Overall, the former marijuana users performed worse on a test where they had to listen to a series of stories, then remember as much information as possible a half-hour later.
Smith said he thinks the gap would be relevant in real life. "It would be similar to having a conversation, and then forgetting details 30 minutes later," he said.
The researchers also found a correlation between having an "oddly shaped" hippocampus and poorer memory performance, Smith said, though he added that does not prove the structural difference caused the memory issues.
Despite the cause-and-effect questions, Smith said there is particular concern about the possible effects of marijuana on kids' developing brains.
"The overall body of evidence is pretty clear that when teenagers use marijuana [regularly], their brains tend to look different and there tend to be cognitive differences," he said.
So it would be wise to at least delay that first marijuana experiment, until the brain is mature, he suggested.

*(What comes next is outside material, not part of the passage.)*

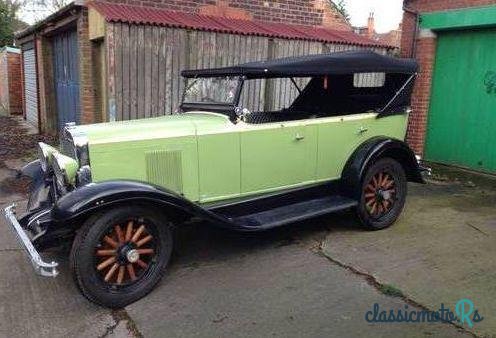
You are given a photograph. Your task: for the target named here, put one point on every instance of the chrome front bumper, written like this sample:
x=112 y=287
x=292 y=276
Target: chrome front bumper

"If that's an experience you want to have," Smith said, "you'd probably be better off if you at least wait until your early-20s."
To Armentano, those concerns about teenagers' developing brains argue for legalized marijuana. "The obvious public-policy response," he said, "is to regulate the substance in a manner that better restricts young people's access to it, and provides them with evidence-based information in regard to its potential risks."